5 If psychiatry exists, among other things, to control disruptive and unintelligible conduct, then physical treatments are highly suited to this purpose because they can be imposed in the absence of cooperation. Medication, psychosurgery and ECT can, in certain circumstances, be imposed on people against their will, whereas it is very difficult to conduct talking treatments with resistant subjects. Indeed, most psychotherapists argue that consent is a necessary precondition for any form of their treatment and that this condition of free choice is clearly compromised by a client being captive. However, group therapy has been used inside secure psychiatric facilities. Indeed, the therapeutic community approach to treatment is arguably well suited for social control as it uses group pressure and conformity to realign deviant conduct.
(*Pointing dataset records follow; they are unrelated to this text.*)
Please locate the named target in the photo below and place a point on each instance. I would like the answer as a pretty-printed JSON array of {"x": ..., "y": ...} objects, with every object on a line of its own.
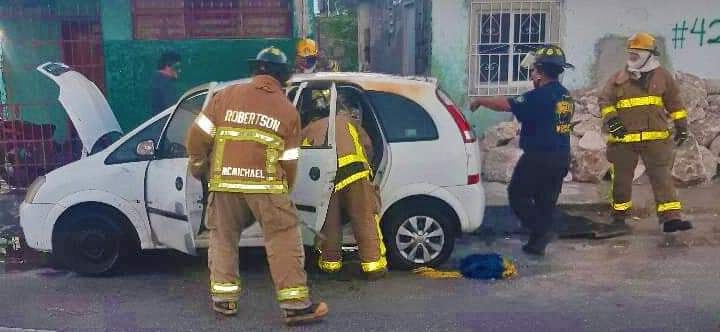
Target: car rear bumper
[
  {"x": 471, "y": 201},
  {"x": 36, "y": 229}
]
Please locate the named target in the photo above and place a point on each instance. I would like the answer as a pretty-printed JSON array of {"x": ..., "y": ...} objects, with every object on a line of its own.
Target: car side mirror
[{"x": 146, "y": 148}]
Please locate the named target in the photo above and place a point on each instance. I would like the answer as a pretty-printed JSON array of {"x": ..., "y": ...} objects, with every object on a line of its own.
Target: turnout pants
[
  {"x": 658, "y": 158},
  {"x": 535, "y": 187},
  {"x": 360, "y": 202},
  {"x": 228, "y": 215}
]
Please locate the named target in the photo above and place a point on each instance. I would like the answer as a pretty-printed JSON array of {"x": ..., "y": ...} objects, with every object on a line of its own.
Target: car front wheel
[
  {"x": 90, "y": 242},
  {"x": 419, "y": 237}
]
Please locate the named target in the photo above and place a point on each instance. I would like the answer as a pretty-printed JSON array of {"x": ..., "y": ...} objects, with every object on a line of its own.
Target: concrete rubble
[{"x": 695, "y": 162}]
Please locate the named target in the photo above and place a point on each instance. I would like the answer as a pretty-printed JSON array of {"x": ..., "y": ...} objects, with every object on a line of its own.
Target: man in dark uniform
[
  {"x": 162, "y": 88},
  {"x": 545, "y": 114}
]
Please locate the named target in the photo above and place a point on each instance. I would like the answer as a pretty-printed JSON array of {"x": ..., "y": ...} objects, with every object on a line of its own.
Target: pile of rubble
[{"x": 696, "y": 162}]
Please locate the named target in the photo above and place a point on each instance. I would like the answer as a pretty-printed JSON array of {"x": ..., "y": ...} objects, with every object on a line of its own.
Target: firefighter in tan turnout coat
[
  {"x": 636, "y": 105},
  {"x": 245, "y": 144},
  {"x": 354, "y": 194}
]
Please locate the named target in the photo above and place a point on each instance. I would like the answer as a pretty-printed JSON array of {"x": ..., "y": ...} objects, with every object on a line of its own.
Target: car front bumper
[{"x": 37, "y": 230}]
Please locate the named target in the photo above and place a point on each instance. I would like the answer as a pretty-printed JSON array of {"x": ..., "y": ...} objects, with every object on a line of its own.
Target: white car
[{"x": 132, "y": 191}]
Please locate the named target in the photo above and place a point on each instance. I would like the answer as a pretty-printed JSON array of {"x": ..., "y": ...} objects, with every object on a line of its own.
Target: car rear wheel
[
  {"x": 419, "y": 236},
  {"x": 89, "y": 242}
]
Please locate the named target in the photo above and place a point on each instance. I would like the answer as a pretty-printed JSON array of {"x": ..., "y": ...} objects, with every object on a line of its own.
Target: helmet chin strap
[{"x": 637, "y": 65}]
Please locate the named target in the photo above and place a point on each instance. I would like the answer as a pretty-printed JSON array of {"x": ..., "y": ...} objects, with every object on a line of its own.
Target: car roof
[{"x": 366, "y": 81}]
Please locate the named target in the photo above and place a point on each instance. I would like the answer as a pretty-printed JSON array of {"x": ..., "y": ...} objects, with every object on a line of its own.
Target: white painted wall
[{"x": 587, "y": 21}]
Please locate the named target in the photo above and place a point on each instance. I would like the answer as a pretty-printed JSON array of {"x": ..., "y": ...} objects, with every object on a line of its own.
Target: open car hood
[{"x": 85, "y": 105}]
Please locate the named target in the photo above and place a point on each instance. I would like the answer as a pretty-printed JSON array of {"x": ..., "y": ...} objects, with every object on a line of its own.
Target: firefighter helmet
[
  {"x": 642, "y": 41},
  {"x": 549, "y": 54},
  {"x": 552, "y": 55},
  {"x": 307, "y": 47}
]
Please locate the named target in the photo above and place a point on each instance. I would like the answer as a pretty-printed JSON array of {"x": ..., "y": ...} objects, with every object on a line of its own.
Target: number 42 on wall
[{"x": 698, "y": 28}]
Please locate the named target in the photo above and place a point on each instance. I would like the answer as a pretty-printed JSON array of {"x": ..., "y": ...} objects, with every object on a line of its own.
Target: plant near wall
[{"x": 338, "y": 40}]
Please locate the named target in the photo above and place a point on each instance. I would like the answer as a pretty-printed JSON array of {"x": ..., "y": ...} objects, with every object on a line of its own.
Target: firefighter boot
[
  {"x": 227, "y": 308},
  {"x": 675, "y": 225},
  {"x": 315, "y": 312}
]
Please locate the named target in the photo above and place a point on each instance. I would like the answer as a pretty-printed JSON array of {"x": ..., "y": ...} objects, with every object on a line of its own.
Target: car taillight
[
  {"x": 466, "y": 131},
  {"x": 473, "y": 178}
]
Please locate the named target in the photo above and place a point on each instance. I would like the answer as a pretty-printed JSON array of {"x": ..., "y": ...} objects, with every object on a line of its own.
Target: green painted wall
[
  {"x": 28, "y": 43},
  {"x": 116, "y": 16},
  {"x": 450, "y": 58},
  {"x": 3, "y": 98},
  {"x": 129, "y": 65}
]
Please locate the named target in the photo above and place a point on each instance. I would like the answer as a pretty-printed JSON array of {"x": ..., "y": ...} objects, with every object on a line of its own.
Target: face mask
[
  {"x": 535, "y": 78},
  {"x": 640, "y": 59}
]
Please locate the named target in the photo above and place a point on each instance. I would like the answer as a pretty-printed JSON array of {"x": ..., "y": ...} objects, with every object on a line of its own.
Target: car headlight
[{"x": 33, "y": 189}]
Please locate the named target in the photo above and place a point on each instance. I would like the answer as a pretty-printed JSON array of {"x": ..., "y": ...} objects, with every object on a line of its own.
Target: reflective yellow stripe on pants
[
  {"x": 640, "y": 137},
  {"x": 640, "y": 101},
  {"x": 669, "y": 206},
  {"x": 225, "y": 290},
  {"x": 293, "y": 294},
  {"x": 329, "y": 266}
]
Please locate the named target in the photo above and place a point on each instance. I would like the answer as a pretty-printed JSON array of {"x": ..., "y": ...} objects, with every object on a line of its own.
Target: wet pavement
[{"x": 640, "y": 282}]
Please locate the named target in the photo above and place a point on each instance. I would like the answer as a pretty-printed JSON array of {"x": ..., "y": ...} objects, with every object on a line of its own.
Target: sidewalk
[{"x": 588, "y": 196}]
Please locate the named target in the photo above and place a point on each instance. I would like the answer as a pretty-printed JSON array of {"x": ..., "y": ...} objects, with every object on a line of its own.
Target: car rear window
[{"x": 402, "y": 119}]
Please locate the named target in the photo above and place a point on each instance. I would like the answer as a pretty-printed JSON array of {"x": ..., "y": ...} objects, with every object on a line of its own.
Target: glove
[
  {"x": 616, "y": 127},
  {"x": 681, "y": 135}
]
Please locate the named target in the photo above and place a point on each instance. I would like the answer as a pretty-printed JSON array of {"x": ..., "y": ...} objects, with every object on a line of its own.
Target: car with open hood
[{"x": 133, "y": 191}]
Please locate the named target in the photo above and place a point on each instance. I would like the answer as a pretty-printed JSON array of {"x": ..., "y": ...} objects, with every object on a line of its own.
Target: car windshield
[{"x": 104, "y": 141}]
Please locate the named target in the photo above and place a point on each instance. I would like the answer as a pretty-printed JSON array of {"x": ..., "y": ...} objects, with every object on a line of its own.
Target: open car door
[
  {"x": 317, "y": 165},
  {"x": 174, "y": 198}
]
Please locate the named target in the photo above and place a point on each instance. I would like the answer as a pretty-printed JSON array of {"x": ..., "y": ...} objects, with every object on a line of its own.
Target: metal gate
[{"x": 35, "y": 134}]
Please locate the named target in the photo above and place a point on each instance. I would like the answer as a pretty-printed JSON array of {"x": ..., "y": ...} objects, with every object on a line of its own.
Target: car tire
[
  {"x": 90, "y": 242},
  {"x": 418, "y": 236}
]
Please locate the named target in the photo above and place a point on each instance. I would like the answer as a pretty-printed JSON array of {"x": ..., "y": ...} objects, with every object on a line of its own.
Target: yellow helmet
[
  {"x": 306, "y": 47},
  {"x": 642, "y": 41}
]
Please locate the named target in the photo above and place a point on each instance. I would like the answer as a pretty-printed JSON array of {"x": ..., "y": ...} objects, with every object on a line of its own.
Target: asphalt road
[{"x": 641, "y": 282}]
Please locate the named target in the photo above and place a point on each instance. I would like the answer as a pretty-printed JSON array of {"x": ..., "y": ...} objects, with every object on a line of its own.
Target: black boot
[
  {"x": 676, "y": 225},
  {"x": 315, "y": 312},
  {"x": 227, "y": 308}
]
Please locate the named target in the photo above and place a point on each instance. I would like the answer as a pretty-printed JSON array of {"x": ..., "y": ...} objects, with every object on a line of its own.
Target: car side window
[
  {"x": 402, "y": 119},
  {"x": 126, "y": 153},
  {"x": 172, "y": 144}
]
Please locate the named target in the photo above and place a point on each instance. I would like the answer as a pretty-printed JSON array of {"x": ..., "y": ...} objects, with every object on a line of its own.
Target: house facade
[{"x": 477, "y": 45}]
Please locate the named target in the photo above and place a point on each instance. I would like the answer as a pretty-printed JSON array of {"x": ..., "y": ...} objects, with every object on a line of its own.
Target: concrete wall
[
  {"x": 593, "y": 34},
  {"x": 450, "y": 38},
  {"x": 590, "y": 23}
]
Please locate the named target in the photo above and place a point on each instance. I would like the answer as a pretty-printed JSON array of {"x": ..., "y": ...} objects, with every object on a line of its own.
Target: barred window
[
  {"x": 196, "y": 19},
  {"x": 502, "y": 32}
]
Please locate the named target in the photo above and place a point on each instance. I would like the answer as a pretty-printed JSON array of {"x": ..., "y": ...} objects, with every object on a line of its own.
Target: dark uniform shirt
[
  {"x": 162, "y": 92},
  {"x": 545, "y": 114}
]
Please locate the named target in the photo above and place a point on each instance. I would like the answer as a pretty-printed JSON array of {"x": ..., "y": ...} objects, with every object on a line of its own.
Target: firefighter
[
  {"x": 545, "y": 114},
  {"x": 353, "y": 194},
  {"x": 306, "y": 57},
  {"x": 245, "y": 143},
  {"x": 636, "y": 105}
]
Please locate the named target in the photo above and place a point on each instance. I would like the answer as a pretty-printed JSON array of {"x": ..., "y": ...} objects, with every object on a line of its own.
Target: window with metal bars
[
  {"x": 502, "y": 32},
  {"x": 197, "y": 19}
]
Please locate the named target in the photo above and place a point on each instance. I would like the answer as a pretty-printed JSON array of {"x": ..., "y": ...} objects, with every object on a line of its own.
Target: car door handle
[{"x": 314, "y": 173}]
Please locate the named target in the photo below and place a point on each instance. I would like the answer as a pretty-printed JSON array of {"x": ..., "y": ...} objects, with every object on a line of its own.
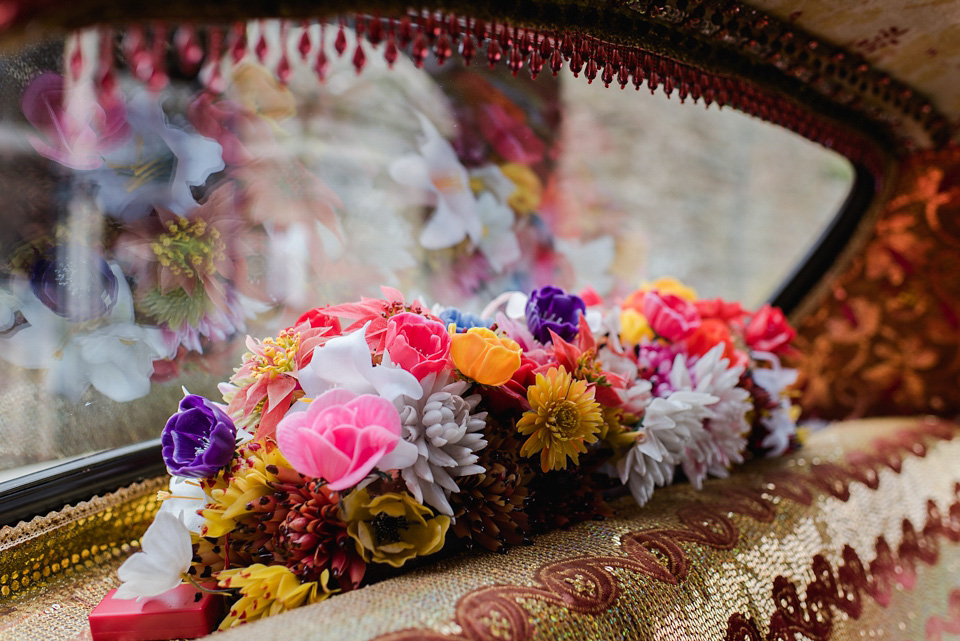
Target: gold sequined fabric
[
  {"x": 56, "y": 568},
  {"x": 882, "y": 339},
  {"x": 856, "y": 536}
]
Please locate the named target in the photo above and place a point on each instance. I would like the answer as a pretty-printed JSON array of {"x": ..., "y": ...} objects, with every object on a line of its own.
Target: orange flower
[
  {"x": 483, "y": 356},
  {"x": 665, "y": 285}
]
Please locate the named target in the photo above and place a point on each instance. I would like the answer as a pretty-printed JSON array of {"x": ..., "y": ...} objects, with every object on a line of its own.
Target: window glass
[{"x": 149, "y": 227}]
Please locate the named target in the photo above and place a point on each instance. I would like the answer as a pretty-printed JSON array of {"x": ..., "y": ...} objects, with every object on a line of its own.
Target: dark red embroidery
[
  {"x": 842, "y": 589},
  {"x": 588, "y": 584},
  {"x": 937, "y": 626}
]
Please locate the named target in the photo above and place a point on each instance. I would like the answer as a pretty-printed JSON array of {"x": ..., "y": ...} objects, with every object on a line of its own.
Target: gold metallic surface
[
  {"x": 756, "y": 531},
  {"x": 882, "y": 337}
]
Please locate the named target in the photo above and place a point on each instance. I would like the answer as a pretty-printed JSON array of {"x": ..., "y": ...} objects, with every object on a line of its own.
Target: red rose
[
  {"x": 769, "y": 331},
  {"x": 670, "y": 317},
  {"x": 730, "y": 313},
  {"x": 711, "y": 333}
]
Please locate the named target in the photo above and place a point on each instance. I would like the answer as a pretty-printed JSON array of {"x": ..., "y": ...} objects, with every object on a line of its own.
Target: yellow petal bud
[{"x": 485, "y": 357}]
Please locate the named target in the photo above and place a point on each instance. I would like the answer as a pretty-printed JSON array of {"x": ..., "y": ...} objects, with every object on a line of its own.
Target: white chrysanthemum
[
  {"x": 666, "y": 431},
  {"x": 447, "y": 435},
  {"x": 722, "y": 441},
  {"x": 779, "y": 424}
]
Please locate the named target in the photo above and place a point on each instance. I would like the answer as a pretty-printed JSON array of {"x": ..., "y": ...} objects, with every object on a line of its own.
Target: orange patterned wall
[{"x": 886, "y": 338}]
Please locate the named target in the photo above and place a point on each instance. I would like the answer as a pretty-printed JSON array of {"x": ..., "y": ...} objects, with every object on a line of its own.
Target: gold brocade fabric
[
  {"x": 56, "y": 568},
  {"x": 857, "y": 536},
  {"x": 884, "y": 338}
]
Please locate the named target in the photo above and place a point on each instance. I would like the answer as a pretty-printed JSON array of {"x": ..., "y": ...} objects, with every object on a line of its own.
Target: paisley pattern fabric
[
  {"x": 916, "y": 42},
  {"x": 883, "y": 338},
  {"x": 857, "y": 534}
]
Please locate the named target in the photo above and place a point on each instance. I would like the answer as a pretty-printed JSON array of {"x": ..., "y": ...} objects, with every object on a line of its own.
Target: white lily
[
  {"x": 165, "y": 556},
  {"x": 345, "y": 362},
  {"x": 115, "y": 357}
]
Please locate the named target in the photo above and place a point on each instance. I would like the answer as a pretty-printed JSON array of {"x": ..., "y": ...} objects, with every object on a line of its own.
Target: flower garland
[{"x": 342, "y": 453}]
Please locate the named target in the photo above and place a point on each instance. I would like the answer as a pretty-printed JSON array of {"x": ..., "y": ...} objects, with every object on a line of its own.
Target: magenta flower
[
  {"x": 342, "y": 436},
  {"x": 671, "y": 317},
  {"x": 417, "y": 344},
  {"x": 75, "y": 130}
]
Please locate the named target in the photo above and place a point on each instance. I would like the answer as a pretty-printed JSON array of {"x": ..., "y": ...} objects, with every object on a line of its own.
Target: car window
[{"x": 150, "y": 225}]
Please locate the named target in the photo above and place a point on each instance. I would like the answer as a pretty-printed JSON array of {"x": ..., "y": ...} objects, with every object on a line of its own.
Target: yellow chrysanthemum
[
  {"x": 563, "y": 418},
  {"x": 392, "y": 528},
  {"x": 266, "y": 590},
  {"x": 634, "y": 327},
  {"x": 249, "y": 479}
]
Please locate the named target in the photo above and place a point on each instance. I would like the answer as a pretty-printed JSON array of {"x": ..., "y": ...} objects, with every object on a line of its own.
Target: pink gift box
[{"x": 181, "y": 613}]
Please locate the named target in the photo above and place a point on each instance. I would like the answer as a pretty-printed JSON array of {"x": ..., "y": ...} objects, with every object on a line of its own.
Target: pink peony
[
  {"x": 341, "y": 437},
  {"x": 769, "y": 331},
  {"x": 671, "y": 317},
  {"x": 417, "y": 344}
]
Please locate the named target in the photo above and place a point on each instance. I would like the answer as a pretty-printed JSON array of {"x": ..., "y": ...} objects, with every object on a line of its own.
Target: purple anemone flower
[
  {"x": 77, "y": 284},
  {"x": 199, "y": 439},
  {"x": 550, "y": 308}
]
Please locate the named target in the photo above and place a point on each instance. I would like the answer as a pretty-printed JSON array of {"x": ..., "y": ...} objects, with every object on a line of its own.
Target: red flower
[
  {"x": 711, "y": 333},
  {"x": 730, "y": 313},
  {"x": 671, "y": 317},
  {"x": 769, "y": 331}
]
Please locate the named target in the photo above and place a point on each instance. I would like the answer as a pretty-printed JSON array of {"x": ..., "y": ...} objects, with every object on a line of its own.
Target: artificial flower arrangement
[{"x": 371, "y": 434}]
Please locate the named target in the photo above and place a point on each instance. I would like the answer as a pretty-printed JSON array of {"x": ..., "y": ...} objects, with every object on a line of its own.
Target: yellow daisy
[
  {"x": 563, "y": 418},
  {"x": 269, "y": 590}
]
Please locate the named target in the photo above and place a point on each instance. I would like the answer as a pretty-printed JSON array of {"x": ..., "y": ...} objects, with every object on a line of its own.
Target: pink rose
[
  {"x": 341, "y": 437},
  {"x": 671, "y": 317},
  {"x": 769, "y": 331},
  {"x": 417, "y": 344}
]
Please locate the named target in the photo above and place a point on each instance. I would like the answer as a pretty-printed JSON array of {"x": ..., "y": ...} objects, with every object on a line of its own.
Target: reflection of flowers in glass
[
  {"x": 417, "y": 344},
  {"x": 392, "y": 528},
  {"x": 563, "y": 418},
  {"x": 199, "y": 439},
  {"x": 485, "y": 357},
  {"x": 114, "y": 354},
  {"x": 187, "y": 267},
  {"x": 76, "y": 130},
  {"x": 165, "y": 555},
  {"x": 156, "y": 167},
  {"x": 551, "y": 309},
  {"x": 437, "y": 171},
  {"x": 499, "y": 244},
  {"x": 75, "y": 284},
  {"x": 342, "y": 436}
]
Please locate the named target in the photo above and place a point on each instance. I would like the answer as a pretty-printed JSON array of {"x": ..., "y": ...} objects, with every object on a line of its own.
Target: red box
[{"x": 181, "y": 613}]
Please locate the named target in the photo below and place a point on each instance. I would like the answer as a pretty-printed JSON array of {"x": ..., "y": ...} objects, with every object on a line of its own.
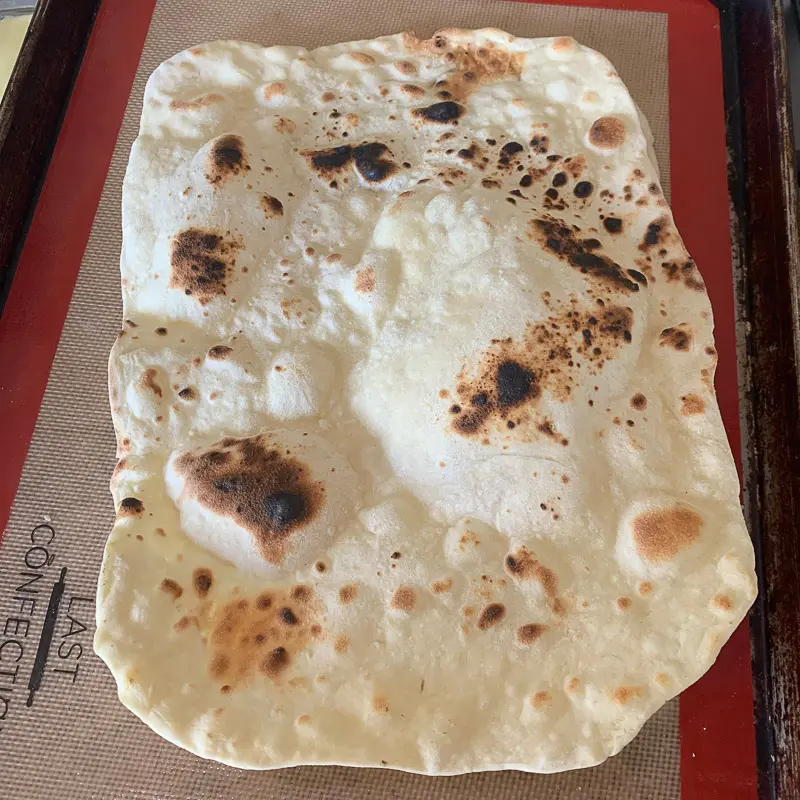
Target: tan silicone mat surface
[{"x": 75, "y": 741}]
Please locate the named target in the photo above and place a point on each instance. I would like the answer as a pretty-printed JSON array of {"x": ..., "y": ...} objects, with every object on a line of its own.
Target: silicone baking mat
[{"x": 62, "y": 731}]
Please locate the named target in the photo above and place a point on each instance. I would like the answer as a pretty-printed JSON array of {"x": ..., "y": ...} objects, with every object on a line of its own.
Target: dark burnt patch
[
  {"x": 271, "y": 206},
  {"x": 371, "y": 160},
  {"x": 491, "y": 615},
  {"x": 448, "y": 112},
  {"x": 226, "y": 158},
  {"x": 522, "y": 565},
  {"x": 219, "y": 352},
  {"x": 260, "y": 635},
  {"x": 528, "y": 634},
  {"x": 501, "y": 392},
  {"x": 202, "y": 262},
  {"x": 685, "y": 271},
  {"x": 513, "y": 384},
  {"x": 607, "y": 133},
  {"x": 131, "y": 507},
  {"x": 508, "y": 154},
  {"x": 202, "y": 581},
  {"x": 657, "y": 235},
  {"x": 561, "y": 240},
  {"x": 540, "y": 144},
  {"x": 258, "y": 485},
  {"x": 171, "y": 587},
  {"x": 678, "y": 338}
]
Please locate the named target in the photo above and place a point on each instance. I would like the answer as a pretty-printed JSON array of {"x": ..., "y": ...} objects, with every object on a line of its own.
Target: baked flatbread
[{"x": 420, "y": 462}]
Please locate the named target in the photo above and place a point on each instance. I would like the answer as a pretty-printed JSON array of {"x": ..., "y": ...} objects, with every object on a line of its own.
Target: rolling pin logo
[{"x": 64, "y": 635}]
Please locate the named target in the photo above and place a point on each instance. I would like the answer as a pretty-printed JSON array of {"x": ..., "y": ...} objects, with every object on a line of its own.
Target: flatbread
[{"x": 420, "y": 462}]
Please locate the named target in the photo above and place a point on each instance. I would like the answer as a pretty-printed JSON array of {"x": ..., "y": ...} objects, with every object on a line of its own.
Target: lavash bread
[{"x": 420, "y": 462}]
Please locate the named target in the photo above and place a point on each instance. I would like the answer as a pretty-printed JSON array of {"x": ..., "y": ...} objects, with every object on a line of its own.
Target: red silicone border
[{"x": 717, "y": 737}]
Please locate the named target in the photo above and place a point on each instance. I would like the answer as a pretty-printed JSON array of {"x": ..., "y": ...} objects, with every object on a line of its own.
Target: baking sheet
[{"x": 75, "y": 740}]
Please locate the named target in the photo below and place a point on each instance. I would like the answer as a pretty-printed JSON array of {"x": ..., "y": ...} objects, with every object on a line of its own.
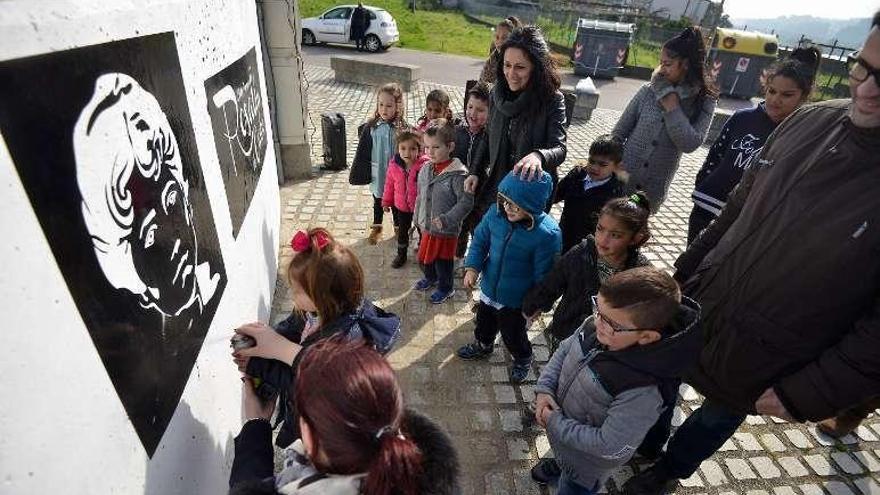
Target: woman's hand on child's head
[
  {"x": 471, "y": 183},
  {"x": 470, "y": 279},
  {"x": 251, "y": 405},
  {"x": 529, "y": 167},
  {"x": 270, "y": 344}
]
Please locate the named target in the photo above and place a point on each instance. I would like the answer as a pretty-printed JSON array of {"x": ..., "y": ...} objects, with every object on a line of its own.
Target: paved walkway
[{"x": 485, "y": 414}]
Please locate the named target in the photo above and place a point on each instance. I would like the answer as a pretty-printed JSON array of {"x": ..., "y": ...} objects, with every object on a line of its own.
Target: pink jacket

6 Although discoveries about the behavioural impact of psychotropic drugs have often been a result of accident rather than design, once the effects are demonstrated and they are patented and marketed by drug companies, they provide a spurious illusion that biodeterminism has been proven (bringing us back to point 1 above). The drive for pharmaceutical companies to produce both innovative and ‘me too’ compounds for profit has entailed their stimulation of biological psychiatric research both directly via research funding and indirectly. In the latter regard, Healy (1997) noted that even the patient who is drug ‘treatment’ resistant becomes a curious conundrum for neurospsychiatric researchers to solve using expensive medical technology to scan (live) and slice (dead) brains. The very use of that expensive technology then confirms the legitimacy of biological reductionism within psychiatry.